WASHINGTON -- A bill to strengthen federal oversight of large-scale pharmaceutical compounders was signed into law Wednesday by President Barack Obama.
"Tennesseans deserve this law to make it clear exactly who is in charge of overseeing each compounding facility, so there will be no questions about who's on the flagpole," said Republican Sen. Lamar Alexander of Tennessee in praising the president's action.
The bill, called the Drug Quality and Security Act, is intended to address the regulatory gaps between the federal Food and Drug Administration and state pharmacy boards when it comes to large-scale compounders that ship their products in interstate commerce.
It was a response to nationwide shipments last year of contaminated steroid drugs from the New England Compounding Center that resulted in 751 meningitis cases nationwide, including 64 deaths. Tennessee, with 153 cases and 16 deaths, was second only to Michigan, which had 264 cases and 19 deaths.
Alexander, as a member of the Senate Health, Education, Labor and Pensions Committee, played a major role in drafting and passing the legislation. Congressional hearings started a year ago this month. The bill was unanimously approved on voice votes in both the House and Senate.

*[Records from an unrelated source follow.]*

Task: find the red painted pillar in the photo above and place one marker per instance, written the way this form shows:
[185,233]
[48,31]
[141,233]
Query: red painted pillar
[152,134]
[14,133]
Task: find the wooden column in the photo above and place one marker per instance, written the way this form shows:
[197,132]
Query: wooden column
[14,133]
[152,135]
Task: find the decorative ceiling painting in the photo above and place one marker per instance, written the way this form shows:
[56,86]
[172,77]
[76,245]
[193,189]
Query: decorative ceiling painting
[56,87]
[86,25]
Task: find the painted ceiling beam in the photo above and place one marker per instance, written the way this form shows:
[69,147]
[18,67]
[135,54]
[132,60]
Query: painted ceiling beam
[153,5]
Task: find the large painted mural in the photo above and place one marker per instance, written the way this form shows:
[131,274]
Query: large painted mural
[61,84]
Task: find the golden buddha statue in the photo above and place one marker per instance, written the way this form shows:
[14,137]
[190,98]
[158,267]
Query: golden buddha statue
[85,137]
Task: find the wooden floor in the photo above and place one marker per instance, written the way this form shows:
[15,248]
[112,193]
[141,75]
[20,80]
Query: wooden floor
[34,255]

Traditional compounding -- pharmacists at local drugstores creating customized medicines in response to individual prescriptions -- has long been under state regulation, while the FDA concentrated on overseeing manufactured drugs.

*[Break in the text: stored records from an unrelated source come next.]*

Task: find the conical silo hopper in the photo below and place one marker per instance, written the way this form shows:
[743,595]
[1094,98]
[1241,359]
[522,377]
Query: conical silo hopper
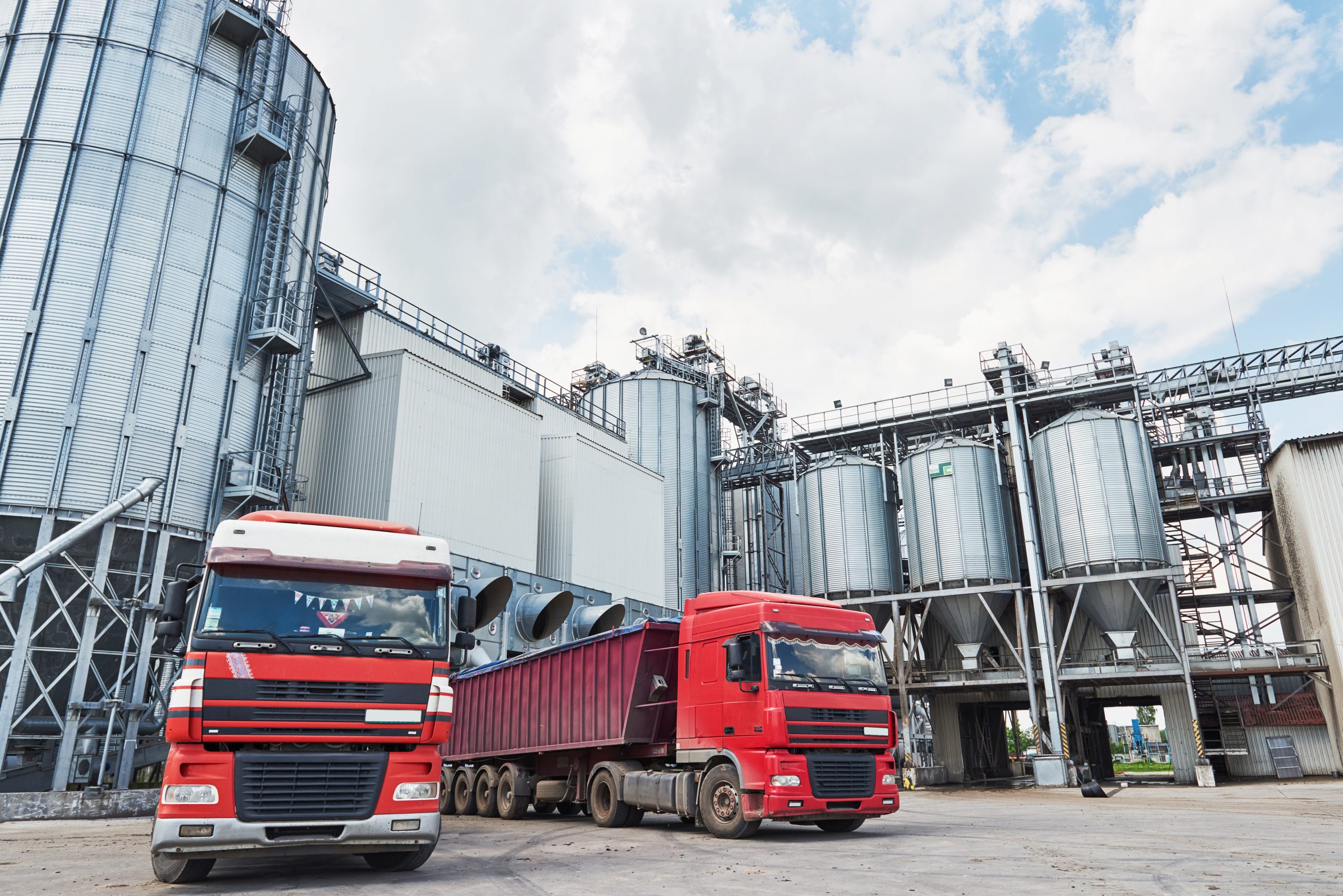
[960,535]
[967,621]
[1099,514]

But authority over large-scale compounders such as NECC, in Framingham, Mass., was blurred by various federal court decisions over the past 15 years, FDA officials said.
Supporters of the new bill say it will give the FDA clear authority to shut down firms such as NECC.
But critics say that authority would apply only after contaminated drugs reach the marketplace.
The bill makes it optional for large-scale compounders to register with the FDA as an "outsourcing facility," which would subject them to regular inspections and higher quality standards before they ship drugs. States would have authority over those that don't register with the federal agency.
Even firms that choose to register will be subject to less stringent requirements than traditional drug manufacturers, critics say.